- Chak 95 JB Location in Pakistan
- Coordinates: 31°12′0.011″N 72°43′35.558″E﻿ / ﻿31.20000306°N 72.72654389°E
- Country: Pakistan
- District: Toba Tek Singh
- Tehsil: Gojra

Area
- • Total: 4 km^{2} (1.5 sq mi)
- Elevation: 172 m (564 ft)

Population (2010)
- • Total: 8,242
- Time zone: UTC+5 (PST)
- • Summer (DST): UTC+6 (PDT)
- Post Code: 36120
- Area code: +9246

= Chak 95 JB =

Chak 95 JB (JB: Jhang Branch) is a village in Gojra Tehsil, Toba Tek Singh District, Pakistan. Situated on Pensera Road and connected by a link road, its bus stop is known as Adda Korian. Chak 95JB is part of Union Council No. 11 along with other villages: 97jb, 95jb Gehri, 99jb, and 96jb.

Chak 95JB Gill is strategically located, linking to Pensera Road, Anna Pakka Road, and the canal, along with a train track. It has extended to two new small villages named Odh Basti and Christine Basti, which boast two graveyards, two schools, four mosques, one church, and basic facilities such as clean water, gas, electricity, roads, and sanitation systems. The majority of the village populace is engaged in agriculture and dairy businesses.

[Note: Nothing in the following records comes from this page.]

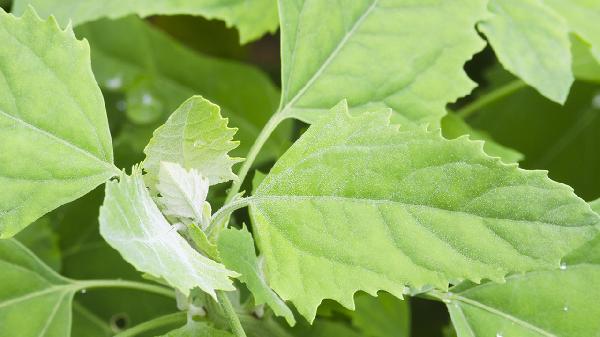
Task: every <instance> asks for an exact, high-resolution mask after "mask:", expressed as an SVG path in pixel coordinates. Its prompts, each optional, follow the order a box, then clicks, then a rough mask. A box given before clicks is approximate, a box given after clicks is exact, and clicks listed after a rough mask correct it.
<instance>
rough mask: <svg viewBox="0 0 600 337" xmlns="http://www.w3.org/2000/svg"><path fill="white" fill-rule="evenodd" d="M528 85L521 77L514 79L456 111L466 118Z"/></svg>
mask: <svg viewBox="0 0 600 337" xmlns="http://www.w3.org/2000/svg"><path fill="white" fill-rule="evenodd" d="M526 86H527V84H526V83H525V82H523V81H521V80H519V79H517V80H513V81H511V82H509V83H508V84H506V85H504V86H502V87H500V88H497V89H495V90H493V91H491V92H489V93H488V94H485V95H483V96H481V97H480V98H479V99H477V100H476V101H474V102H473V103H471V104H469V105H467V106H465V107H463V108H462V109H459V110H458V111H456V114H457V115H458V116H459V117H462V118H463V119H465V118H467V117H469V116H471V115H472V114H473V113H474V112H476V111H477V110H480V109H481V108H483V107H485V106H486V105H488V104H491V103H494V102H495V101H497V100H499V99H502V98H503V97H506V96H508V95H510V94H512V93H514V92H515V91H518V90H520V89H522V88H525V87H526Z"/></svg>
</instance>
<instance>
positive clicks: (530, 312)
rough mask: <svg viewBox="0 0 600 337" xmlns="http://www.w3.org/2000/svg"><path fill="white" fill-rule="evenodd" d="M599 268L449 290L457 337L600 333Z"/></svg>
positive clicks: (537, 336)
mask: <svg viewBox="0 0 600 337" xmlns="http://www.w3.org/2000/svg"><path fill="white" fill-rule="evenodd" d="M598 282H600V267H599V266H598V265H592V264H578V265H573V266H571V265H563V267H561V268H557V269H555V270H547V271H534V272H529V273H525V274H519V275H512V276H509V277H507V278H506V283H504V284H497V283H493V282H489V283H485V284H482V285H478V286H473V287H467V289H460V286H459V287H458V289H457V290H454V291H452V292H451V293H449V294H448V295H446V296H445V301H446V303H447V304H446V305H447V306H448V311H449V312H450V316H451V318H452V322H453V324H454V327H455V328H456V331H457V334H458V337H475V336H507V337H508V336H519V337H542V336H544V337H550V336H569V337H571V336H572V337H579V336H581V337H588V336H593V335H595V334H597V333H598V331H600V321H599V320H597V319H594V318H592V317H598V316H600V307H599V306H598V303H599V302H600V290H599V289H598V288H597V287H590V284H597V283H598Z"/></svg>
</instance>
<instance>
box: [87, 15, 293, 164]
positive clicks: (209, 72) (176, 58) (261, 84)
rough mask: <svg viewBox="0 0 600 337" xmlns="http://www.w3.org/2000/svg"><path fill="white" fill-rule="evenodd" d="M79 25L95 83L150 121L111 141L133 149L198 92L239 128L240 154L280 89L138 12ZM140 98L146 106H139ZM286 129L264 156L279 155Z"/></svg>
mask: <svg viewBox="0 0 600 337" xmlns="http://www.w3.org/2000/svg"><path fill="white" fill-rule="evenodd" d="M76 31H77V34H78V35H81V36H83V37H85V38H86V39H88V40H89V42H90V45H91V46H92V67H93V69H94V74H95V75H96V77H97V78H98V82H99V83H100V86H101V87H102V88H103V89H105V90H106V91H109V92H118V93H124V94H125V96H126V97H127V102H125V101H122V102H117V103H119V104H118V106H121V107H122V106H126V109H127V113H128V115H129V116H130V119H131V114H132V113H133V112H132V111H131V110H132V109H135V108H136V107H137V109H138V110H140V111H138V112H137V113H136V114H138V115H140V114H141V116H137V117H136V120H137V119H142V120H144V121H146V122H145V123H148V122H147V121H148V120H150V121H151V122H150V124H149V125H147V126H139V125H137V124H135V123H129V124H126V126H124V127H123V131H122V133H121V134H119V135H116V138H115V143H120V142H128V143H132V142H131V138H134V139H135V143H132V144H130V146H133V147H134V148H133V150H134V152H140V153H141V151H142V149H143V147H144V146H145V145H146V144H147V143H148V140H150V138H151V136H152V130H153V129H154V128H156V127H158V126H159V125H160V124H162V123H163V122H164V121H165V120H166V119H167V117H168V116H169V115H170V114H171V113H172V112H173V111H174V110H175V109H176V108H177V107H179V106H180V104H181V102H183V101H184V100H186V99H188V98H189V97H191V96H193V95H197V94H201V95H202V96H204V97H205V98H207V99H209V100H210V101H212V102H214V103H215V104H217V105H219V106H220V107H221V109H222V113H223V115H224V116H225V117H227V118H229V119H230V123H231V124H232V125H234V126H236V127H239V128H240V131H239V132H238V135H237V136H238V138H239V140H240V142H241V146H240V148H239V149H237V152H235V154H236V155H238V156H243V155H245V153H246V152H247V151H248V149H249V147H250V145H251V144H252V143H253V142H254V140H255V139H256V137H257V135H258V133H259V132H260V130H261V129H262V126H263V125H264V124H265V123H266V121H267V120H268V119H269V117H270V116H271V114H272V113H273V112H274V111H275V109H276V108H277V100H278V99H279V93H278V90H277V89H276V88H275V86H274V85H273V84H272V82H271V81H270V80H269V79H268V78H267V76H265V74H263V73H262V72H260V71H258V70H257V69H256V68H254V67H251V66H248V65H245V64H241V63H239V62H234V61H228V60H222V59H216V58H213V57H208V56H205V55H202V54H200V53H197V52H194V51H192V50H190V49H187V48H186V47H184V46H183V45H182V44H180V43H178V42H177V41H175V40H174V39H173V38H171V37H169V36H168V35H166V34H165V33H164V32H162V31H159V30H157V29H155V28H153V27H151V26H149V25H148V24H147V23H145V22H143V21H142V20H139V19H137V18H135V17H129V18H124V19H121V20H117V21H109V20H101V21H98V22H94V23H90V24H86V25H84V26H81V27H79V28H78V29H77V30H76ZM144 97H146V99H145V101H146V102H148V100H150V101H151V104H143V103H144V102H143V100H144ZM127 103H128V104H127ZM132 107H133V108H132ZM156 110H158V111H156ZM136 123H139V122H136ZM289 132H290V125H289V124H288V125H286V126H284V125H282V126H280V129H279V130H278V131H277V132H275V133H274V134H273V135H272V139H271V141H269V142H267V144H266V145H265V147H264V150H263V152H264V153H263V154H262V157H263V158H266V157H269V158H273V157H275V156H277V155H279V154H281V153H283V151H284V149H285V148H286V147H287V145H288V143H289ZM136 144H141V145H137V146H136ZM261 159H262V158H261Z"/></svg>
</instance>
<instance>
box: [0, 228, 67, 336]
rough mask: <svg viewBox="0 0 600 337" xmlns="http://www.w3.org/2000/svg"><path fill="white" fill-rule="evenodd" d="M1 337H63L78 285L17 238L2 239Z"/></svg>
mask: <svg viewBox="0 0 600 337" xmlns="http://www.w3.org/2000/svg"><path fill="white" fill-rule="evenodd" d="M0 270H1V271H2V286H1V287H0V327H1V329H0V336H2V337H14V336H22V337H39V336H48V337H62V336H69V335H70V331H71V301H72V299H73V295H74V294H75V291H77V289H78V288H77V286H75V285H74V284H73V283H72V282H71V281H69V280H68V279H65V278H63V277H61V276H60V275H58V274H56V273H55V272H54V271H53V270H52V269H50V268H48V267H47V266H45V265H44V264H43V263H42V262H41V261H40V260H39V259H38V258H36V257H35V255H33V254H32V253H31V252H30V251H28V250H27V249H26V248H25V247H23V246H22V245H21V244H20V243H18V242H17V241H15V240H13V239H9V240H0Z"/></svg>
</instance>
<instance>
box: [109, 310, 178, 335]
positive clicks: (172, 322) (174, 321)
mask: <svg viewBox="0 0 600 337" xmlns="http://www.w3.org/2000/svg"><path fill="white" fill-rule="evenodd" d="M186 320H187V314H186V313H185V312H183V311H182V312H176V313H173V314H168V315H164V316H160V317H156V318H154V319H151V320H149V321H146V322H143V323H140V324H138V325H136V326H134V327H132V328H129V329H127V330H125V331H122V332H120V333H118V334H116V335H115V337H132V336H137V335H139V334H141V333H144V332H147V331H151V330H154V329H157V328H160V327H163V326H166V325H175V324H182V323H185V322H186Z"/></svg>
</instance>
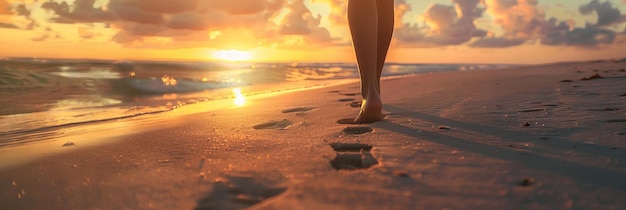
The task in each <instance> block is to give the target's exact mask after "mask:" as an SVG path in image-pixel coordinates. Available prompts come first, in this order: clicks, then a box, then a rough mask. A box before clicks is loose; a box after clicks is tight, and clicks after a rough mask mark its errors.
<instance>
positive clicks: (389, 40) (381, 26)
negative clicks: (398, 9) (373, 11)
mask: <svg viewBox="0 0 626 210" xmlns="http://www.w3.org/2000/svg"><path fill="white" fill-rule="evenodd" d="M393 2H394V0H377V1H376V6H377V9H378V10H377V11H378V15H377V16H378V49H377V50H378V51H377V56H378V57H377V59H376V62H378V63H377V64H376V76H377V77H378V80H377V81H378V83H376V85H377V86H378V87H377V88H378V89H379V90H380V76H381V74H382V72H383V67H384V65H385V58H387V51H389V44H390V43H391V36H392V35H393V25H394V14H393V13H394V5H393Z"/></svg>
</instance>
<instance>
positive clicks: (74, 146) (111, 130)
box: [0, 62, 626, 209]
mask: <svg viewBox="0 0 626 210" xmlns="http://www.w3.org/2000/svg"><path fill="white" fill-rule="evenodd" d="M623 68H626V64H624V63H610V62H604V63H579V64H554V65H547V66H528V67H520V68H516V69H507V70H485V71H466V72H462V71H460V72H442V73H432V74H421V75H415V76H411V77H402V78H392V79H387V80H385V81H383V82H382V96H383V102H384V103H385V105H384V108H383V110H384V114H385V119H384V120H383V121H380V122H375V123H372V124H363V125H346V124H340V123H338V122H341V120H343V119H350V118H352V117H354V116H356V114H357V113H358V108H355V107H351V106H350V105H349V103H350V102H352V101H358V100H360V94H359V93H358V90H359V87H358V83H356V84H355V83H350V84H343V85H337V86H331V87H321V88H316V89H307V90H304V91H293V92H284V93H283V92H281V93H277V94H275V95H271V96H267V95H264V96H266V97H262V96H260V95H259V96H252V97H247V98H246V103H245V105H244V106H241V107H234V106H232V105H230V104H226V103H222V102H220V103H221V105H220V103H218V102H215V103H205V102H202V103H198V104H194V105H189V106H184V107H182V108H180V109H178V110H175V111H172V112H168V113H165V114H164V115H162V116H156V117H154V119H152V120H147V121H144V122H141V121H137V123H129V124H125V125H123V126H120V127H117V128H107V127H100V130H99V131H97V130H91V131H88V132H82V131H71V129H68V131H67V133H70V134H69V135H67V136H64V137H62V139H59V140H57V142H54V143H50V144H48V146H54V147H58V150H64V151H63V152H62V153H58V154H54V155H49V156H45V157H42V158H41V159H36V160H34V161H31V162H28V163H26V164H20V165H16V166H12V167H10V168H4V169H2V168H0V180H2V181H1V182H0V183H5V184H4V185H5V188H4V189H3V190H1V191H0V195H1V198H2V203H4V204H6V207H7V208H12V209H39V208H43V207H47V208H62V209H86V208H101V209H121V208H131V209H193V208H196V209H212V208H218V209H219V208H221V209H229V208H239V207H251V208H253V209H285V208H286V209H297V208H301V209H350V208H357V209H381V208H393V209H412V208H415V207H419V208H422V209H442V208H452V209H476V208H483V209H527V208H541V209H588V208H601V209H610V208H623V207H626V201H623V199H621V196H620V195H621V194H623V192H624V191H626V181H624V180H623V178H622V177H624V176H625V175H626V169H624V167H623V164H624V163H625V162H624V161H626V150H625V149H626V142H623V141H622V140H621V139H622V138H623V137H624V134H623V133H624V132H626V126H624V124H623V122H621V121H619V120H620V119H626V112H624V109H626V105H625V104H624V102H623V100H624V96H619V94H626V92H624V91H626V89H624V88H626V87H624V83H623V82H624V80H625V79H624V78H626V77H625V76H626V72H623V71H620V69H623ZM594 70H596V71H594ZM595 73H598V74H600V75H603V76H604V78H601V79H597V80H589V81H581V80H580V79H581V78H583V77H589V76H591V75H592V74H595ZM607 77H613V78H607ZM564 80H571V81H572V82H562V81H564ZM229 103H232V102H229ZM211 105H216V106H211ZM194 106H197V107H202V109H201V108H196V107H194ZM203 109H204V110H203ZM186 110H187V111H186ZM184 112H186V113H184ZM611 120H618V121H615V122H611ZM123 121H125V120H121V121H120V123H123ZM526 123H528V125H526ZM107 124H108V123H107ZM94 126H95V127H98V126H103V125H94ZM620 133H621V134H620ZM102 134H104V135H105V136H107V137H102V138H106V139H107V140H106V141H102V140H98V139H97V135H102ZM66 141H71V142H73V143H74V144H73V145H70V146H67V147H62V146H61V145H62V144H64V143H65V142H66ZM97 141H98V143H95V142H97ZM92 143H93V145H91V144H92ZM42 147H43V148H42V149H49V147H47V146H42ZM2 154H3V155H5V153H2ZM24 155H27V154H24ZM354 157H358V158H357V159H352V158H354ZM0 159H1V160H2V161H1V162H3V163H4V162H7V161H10V160H12V159H11V158H6V156H5V158H0ZM233 192H235V193H233Z"/></svg>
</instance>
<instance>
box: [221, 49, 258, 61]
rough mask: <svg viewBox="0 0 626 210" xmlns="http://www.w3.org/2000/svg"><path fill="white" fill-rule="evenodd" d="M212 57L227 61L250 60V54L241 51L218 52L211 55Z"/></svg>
mask: <svg viewBox="0 0 626 210" xmlns="http://www.w3.org/2000/svg"><path fill="white" fill-rule="evenodd" d="M213 57H215V58H217V59H220V60H227V61H247V60H250V57H251V55H250V53H249V52H246V51H241V50H218V51H216V52H215V53H213Z"/></svg>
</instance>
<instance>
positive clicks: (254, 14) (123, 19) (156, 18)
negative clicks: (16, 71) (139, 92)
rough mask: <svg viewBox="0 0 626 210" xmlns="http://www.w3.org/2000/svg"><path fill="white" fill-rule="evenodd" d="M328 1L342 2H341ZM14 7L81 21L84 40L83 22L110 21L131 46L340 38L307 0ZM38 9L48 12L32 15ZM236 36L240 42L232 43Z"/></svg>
mask: <svg viewBox="0 0 626 210" xmlns="http://www.w3.org/2000/svg"><path fill="white" fill-rule="evenodd" d="M327 1H328V2H329V3H334V4H336V5H341V1H338V0H327ZM68 2H72V3H68ZM335 9H336V8H335ZM12 11H14V13H16V14H17V15H18V16H21V17H24V18H26V19H29V20H32V22H34V24H33V25H34V26H33V27H39V28H41V27H47V26H48V25H50V23H60V24H77V25H76V30H77V31H78V32H79V33H78V37H79V38H83V39H89V38H92V37H93V36H94V33H93V29H92V27H89V28H81V25H84V24H91V23H105V24H106V25H107V26H109V27H108V30H116V31H117V33H116V34H115V35H114V36H112V37H111V40H112V41H114V42H117V43H120V44H123V45H126V46H132V47H157V48H162V47H171V48H179V47H190V46H191V47H203V46H206V47H225V48H228V47H229V46H232V47H241V48H245V47H243V46H242V44H243V43H245V44H247V45H248V48H250V47H256V46H259V45H261V44H262V45H265V46H274V47H293V46H296V45H298V46H300V45H308V46H326V45H330V44H335V42H336V40H337V39H336V38H333V37H331V34H330V32H329V31H328V30H327V29H326V28H323V27H321V26H320V22H321V19H322V17H321V16H319V15H318V16H313V15H312V13H311V12H310V10H309V9H308V8H307V7H306V5H305V4H304V0H291V1H285V0H228V1H224V0H202V1H200V0H179V1H153V0H110V1H108V3H106V4H102V3H101V1H97V0H75V1H58V0H48V1H43V2H38V3H37V2H35V3H21V4H16V5H14V6H13V7H12ZM33 11H39V13H44V14H46V15H45V16H44V17H38V18H36V19H33V17H34V15H33V14H31V13H32V12H33ZM42 11H45V12H42ZM281 15H282V16H281ZM278 16H281V17H278ZM100 25H102V24H100ZM234 37H237V38H239V39H240V40H236V41H230V39H234ZM45 39H46V38H44V37H43V36H41V37H36V40H41V41H43V40H45ZM243 39H245V40H243ZM294 40H296V41H294Z"/></svg>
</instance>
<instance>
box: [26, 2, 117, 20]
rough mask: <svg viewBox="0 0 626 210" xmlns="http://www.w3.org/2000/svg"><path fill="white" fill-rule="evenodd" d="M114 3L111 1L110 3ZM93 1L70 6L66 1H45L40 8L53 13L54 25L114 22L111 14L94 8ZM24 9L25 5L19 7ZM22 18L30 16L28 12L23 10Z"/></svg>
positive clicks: (93, 2)
mask: <svg viewBox="0 0 626 210" xmlns="http://www.w3.org/2000/svg"><path fill="white" fill-rule="evenodd" d="M113 2H116V1H115V0H112V2H111V3H113ZM94 3H95V0H76V1H75V2H74V4H72V5H70V4H68V3H67V2H66V1H62V2H58V1H46V2H44V3H43V4H42V5H41V8H43V9H47V10H50V11H53V12H54V13H55V14H56V17H53V18H52V20H51V21H52V22H56V23H91V22H107V21H112V20H115V17H114V16H113V14H112V13H111V12H108V11H104V10H103V8H94V7H93V5H94ZM113 5H114V4H113ZM19 7H22V8H25V5H23V4H22V5H19V6H18V8H19ZM23 10H24V12H22V14H20V15H22V16H30V11H28V10H26V9H23Z"/></svg>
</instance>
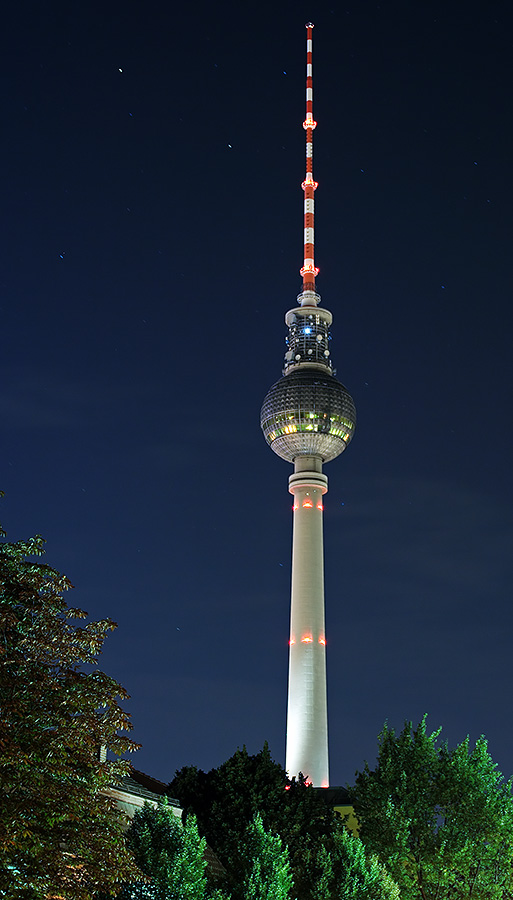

Village's main road has numerous potholes and cracks, making it difficult and unsafe for vehicles and pedestrians alike. The poor state of the road not only hinders daily commutes but also poses a significant risk of accidents. We kindly request immediate maintenance and repairs to ensure the safety and well-being of our community.

Chak 95JB has a caste-based population, with Jutts in the majority. Gujjar, Rana, Arain, Malik, and Ansari castes are also well-represented.

==Location==
Chak 95JB Gill is located 7.8 kilometers from Gojra and 40 kilometers from Faisalabad. Its neighboring villages include Chak 97JB, Chak 99JB, and Chak 362JB.

==Education==
The village has two schools:

- Government Girls Community Model School 95JB for girls.
- Government Primary School 95JB for boys.

Many of the students commute to Gojra or Chak 97JB for further schooling.